Well, it goes back to 1689. To cut a very long story short, Scotland did something very unusual. It got rid of its monarch. There’s nothing unusual about that, but it was how Scotland did it. Scotland gave its monarch, James VII, the sack. They declared the Scottish throne vacant and invited the new English monarch William, to take the Scottish throne. What allowed them to do it in this way was that in Scotland, the Scottish Crown is in fact, the people. This is in the Declaration of Arbroath, where it is stated, ‘ Yet if he (Bruce) should give up what he has begun.. we should exert ourselves at once to drive him out as our enemy and a subverter of his own rights and ours, and make some other man who was well able to defend us, our King.’
It was not only written down in declarations. You know that in UK legislation, every Act needs the monarch’s consent before it’s finally passed? Well in Scotland we did this, but differently. At the end of every session in the Scottish Parliament from 1592 – 1707, ‘salvo’ was offered. This is from ‘salvo jure cujuslibet’ which means roughly, ‘let whosoever sue the Crown’. It was an invitation to the sovereign people to challenge any legislation they thought impinged on their rights. Not the monarch, but the people had the last say.
This is what it means to be a ‘Sovereign Scot’. The highest power in Scotland is the people. It is in direct opposition to the English Crown, where the people are subjects.
Now, the Scots didn’t go about the business of handing out thrones without some guarantees. So they wrote down a list of conditions that they wanted in return for giving William their throne. These were laid out in the Claim of Right and also in the Scottish Coronation Oath in which William would swear to protect ‘the rights, rents and privileges’ of the people of Scotland or the law, land and offices of state in modern parlance. This was the Scots claiming sovereignty over these things and making it very clear to William that the people were in charge.

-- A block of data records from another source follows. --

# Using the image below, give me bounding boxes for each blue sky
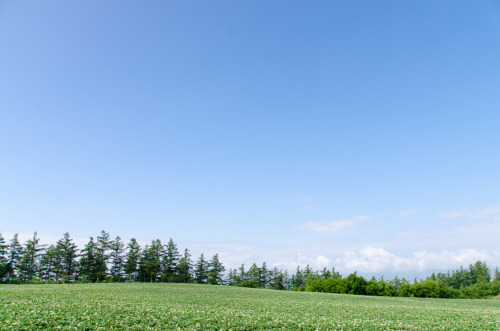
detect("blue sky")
[0,0,500,273]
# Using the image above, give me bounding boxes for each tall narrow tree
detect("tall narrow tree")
[194,253,208,284]
[56,232,78,282]
[17,232,44,282]
[174,248,193,283]
[96,230,111,281]
[0,232,9,283]
[162,238,180,283]
[207,254,226,285]
[78,237,99,282]
[125,238,141,282]
[6,233,23,283]
[109,236,125,282]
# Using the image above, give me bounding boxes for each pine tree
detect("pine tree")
[17,232,44,282]
[96,231,111,281]
[109,237,125,282]
[162,238,180,283]
[125,238,141,281]
[0,232,9,283]
[259,262,269,288]
[39,245,61,282]
[207,254,226,285]
[56,232,78,282]
[174,248,193,283]
[139,239,163,283]
[78,237,99,282]
[6,233,23,283]
[194,254,208,284]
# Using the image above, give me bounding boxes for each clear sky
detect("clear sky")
[0,0,500,273]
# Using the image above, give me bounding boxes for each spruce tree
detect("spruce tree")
[173,248,193,283]
[0,232,9,283]
[6,233,23,283]
[56,232,78,282]
[78,237,99,282]
[125,238,141,282]
[95,231,111,281]
[194,253,208,284]
[162,238,180,283]
[109,236,125,282]
[207,254,226,285]
[17,232,44,282]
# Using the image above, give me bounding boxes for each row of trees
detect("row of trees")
[293,261,500,298]
[0,231,500,298]
[0,231,225,284]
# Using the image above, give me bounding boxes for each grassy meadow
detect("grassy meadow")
[0,283,500,330]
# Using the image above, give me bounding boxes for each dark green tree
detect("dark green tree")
[139,239,163,283]
[56,232,78,282]
[174,248,193,283]
[95,231,111,281]
[17,232,44,282]
[0,232,9,283]
[6,233,23,283]
[39,245,61,282]
[207,254,226,285]
[162,238,180,283]
[194,253,208,284]
[125,238,141,282]
[109,236,125,282]
[78,237,100,282]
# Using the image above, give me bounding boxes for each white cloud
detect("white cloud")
[398,209,417,217]
[299,215,370,234]
[438,205,500,220]
[335,246,500,273]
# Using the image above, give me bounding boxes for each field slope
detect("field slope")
[0,284,500,330]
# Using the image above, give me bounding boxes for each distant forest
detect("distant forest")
[0,231,500,298]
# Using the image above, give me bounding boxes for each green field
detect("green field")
[0,284,500,330]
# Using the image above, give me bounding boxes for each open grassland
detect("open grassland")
[0,284,500,330]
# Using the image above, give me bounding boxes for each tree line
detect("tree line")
[0,231,500,298]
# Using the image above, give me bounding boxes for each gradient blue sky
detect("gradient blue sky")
[0,0,500,273]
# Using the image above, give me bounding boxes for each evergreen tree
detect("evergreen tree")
[139,239,163,283]
[174,248,193,283]
[194,253,208,284]
[225,268,237,286]
[244,263,260,287]
[95,231,111,281]
[39,245,61,282]
[235,263,248,285]
[162,238,180,283]
[207,254,226,285]
[17,232,43,282]
[0,232,9,282]
[109,236,125,282]
[78,237,100,282]
[56,232,78,282]
[292,266,305,291]
[269,267,285,290]
[6,233,23,282]
[258,262,269,288]
[125,238,141,281]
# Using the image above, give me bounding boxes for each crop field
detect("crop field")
[0,284,500,330]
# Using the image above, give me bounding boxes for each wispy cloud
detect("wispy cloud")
[438,205,500,220]
[398,209,417,217]
[299,215,370,234]
[336,246,500,272]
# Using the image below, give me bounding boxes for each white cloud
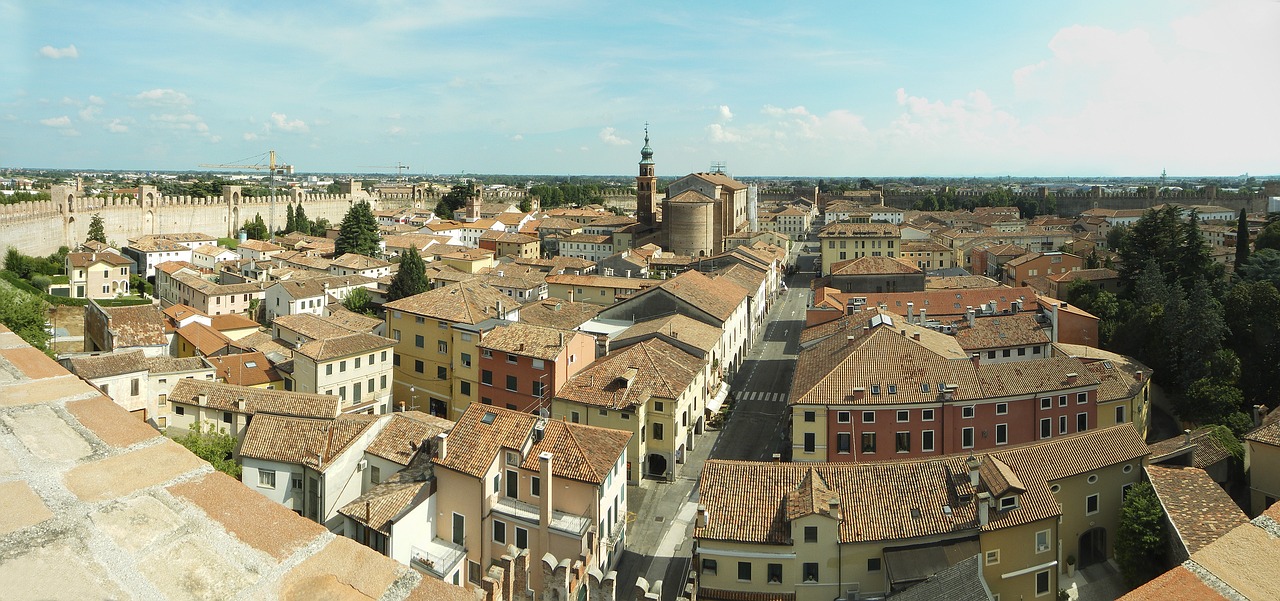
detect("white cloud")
[600,128,631,146]
[133,88,192,106]
[268,113,311,133]
[40,43,79,60]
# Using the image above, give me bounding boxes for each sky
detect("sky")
[0,0,1280,176]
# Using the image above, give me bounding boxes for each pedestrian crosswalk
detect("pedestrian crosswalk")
[735,390,787,403]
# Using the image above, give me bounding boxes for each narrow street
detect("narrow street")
[617,248,815,601]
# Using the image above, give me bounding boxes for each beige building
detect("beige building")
[424,404,631,598]
[694,426,1147,601]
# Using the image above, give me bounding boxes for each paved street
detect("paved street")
[617,251,814,600]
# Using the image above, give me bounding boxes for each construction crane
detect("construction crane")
[356,161,408,182]
[200,151,293,238]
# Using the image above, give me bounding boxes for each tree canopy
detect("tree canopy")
[334,201,379,257]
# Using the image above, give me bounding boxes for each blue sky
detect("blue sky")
[0,0,1280,176]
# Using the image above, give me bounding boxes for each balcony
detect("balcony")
[410,538,467,579]
[493,496,591,537]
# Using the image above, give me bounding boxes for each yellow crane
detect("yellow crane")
[200,151,293,237]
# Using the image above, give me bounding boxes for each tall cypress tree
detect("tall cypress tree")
[387,248,428,301]
[1235,207,1249,269]
[334,201,378,257]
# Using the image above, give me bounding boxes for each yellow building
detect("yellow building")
[818,222,902,274]
[383,281,520,419]
[692,426,1147,601]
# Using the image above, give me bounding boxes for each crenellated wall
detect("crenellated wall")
[0,185,380,256]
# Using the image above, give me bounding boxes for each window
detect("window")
[804,563,818,582]
[1036,531,1050,552]
[1036,570,1050,597]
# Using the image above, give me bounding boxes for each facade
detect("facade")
[433,404,630,598]
[692,426,1147,601]
[818,222,902,274]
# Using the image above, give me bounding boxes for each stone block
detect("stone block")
[0,347,67,380]
[3,405,93,462]
[67,396,160,446]
[138,535,257,601]
[280,536,406,600]
[0,372,101,407]
[0,540,132,601]
[63,440,209,503]
[169,472,326,561]
[92,495,182,554]
[0,481,54,535]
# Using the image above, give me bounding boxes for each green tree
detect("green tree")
[173,422,241,480]
[0,281,49,350]
[387,248,428,301]
[88,214,106,244]
[1115,482,1167,587]
[334,201,379,257]
[342,286,374,313]
[1235,207,1249,271]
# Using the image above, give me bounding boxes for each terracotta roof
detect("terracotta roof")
[383,281,518,325]
[956,313,1050,352]
[209,352,283,386]
[614,313,724,353]
[169,379,342,419]
[476,322,585,361]
[93,303,169,348]
[365,410,453,465]
[436,403,631,485]
[831,257,924,275]
[520,298,603,330]
[294,332,396,362]
[239,414,385,472]
[557,339,703,409]
[1146,465,1249,554]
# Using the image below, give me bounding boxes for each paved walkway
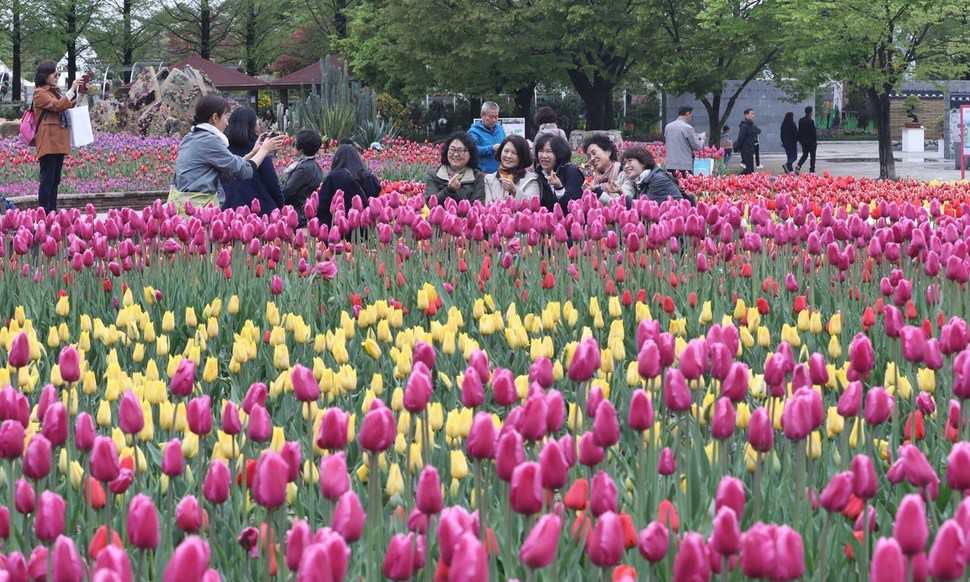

When the Articles of Union were drawn up (on 22nd July 1706) the Claim of Right of 1689 was the pre -condition to the Union. If it was not kept, then the Treaty would be null and void. England agreed and then promptly ignored and annexed Scotland. The English Crown became the British Crown. The Honours of Scotland were bricked up in a strong room in Edinburgh Castle and forgotten. A rump of Scottish representatives took the high road down to England and sat in Westminster where they were as sad and inconsequential as they are now. And the Scottish Constitution, the Claim of Right, Salvo, were buried, ignored and forgotten.
Until now. Salvo and a group of determined researchers brought it to light again. And the Stirling Directive is a remembering and re-assertion of the Scottish peoples’ constitutional rights. It has huge implications. It means that our resources, oil and gas, which were claimed under the English Crown in fact belong to the Scottish people, not the monarch. It means that the Treaty of Union is null and void, because the pre-conditions have not been kept. Most of all, it means that Westminster has no authority to tell us when we can and can’t have a referendum/plebiscite. We the Scottish people actually have that right. We have been living a fiction, in a feudal construct created by Westminster. But now we have the key. We just need to let people know. And that is no small task.
People can’t assert their rights if they don’t know what they are. They need to be told, educated and encouraged to use them. That is what Salvo intend to do. More than that, the Stirling Directive has instructed the Scottish Government to use those rights to call either a referendum or a plebiscite on independence. We’ll give them a wee while and then we’re going to take it to the international courts on behalf of the Scottish people – you.
Will you join us on this journey? We need your help both learning and spreading this message. We also need people to sign up to give Salvo’s case weight in an international forum via Liberation Scotland. We’ve put the links below. We need you to join and then share them.
One last thought for the political classes (including ourselves). Support for Scottish independence is at just over 50%. Support for independence parties is at 30%. In other words, we are on notice. People are tired of promises of what we’ll do for independence if we win seats. They want independence and they want action now. The good news is that we can actually do that. The bad news is that if we don’t, we face the spectre of a unionist government returning to Holyrood. We would do well to take the opportunity that Salvo offers to all of us. Too many chances have been wasted already and if we waste this one, we will not be forgiven. Let’s take that chance and get Indy done.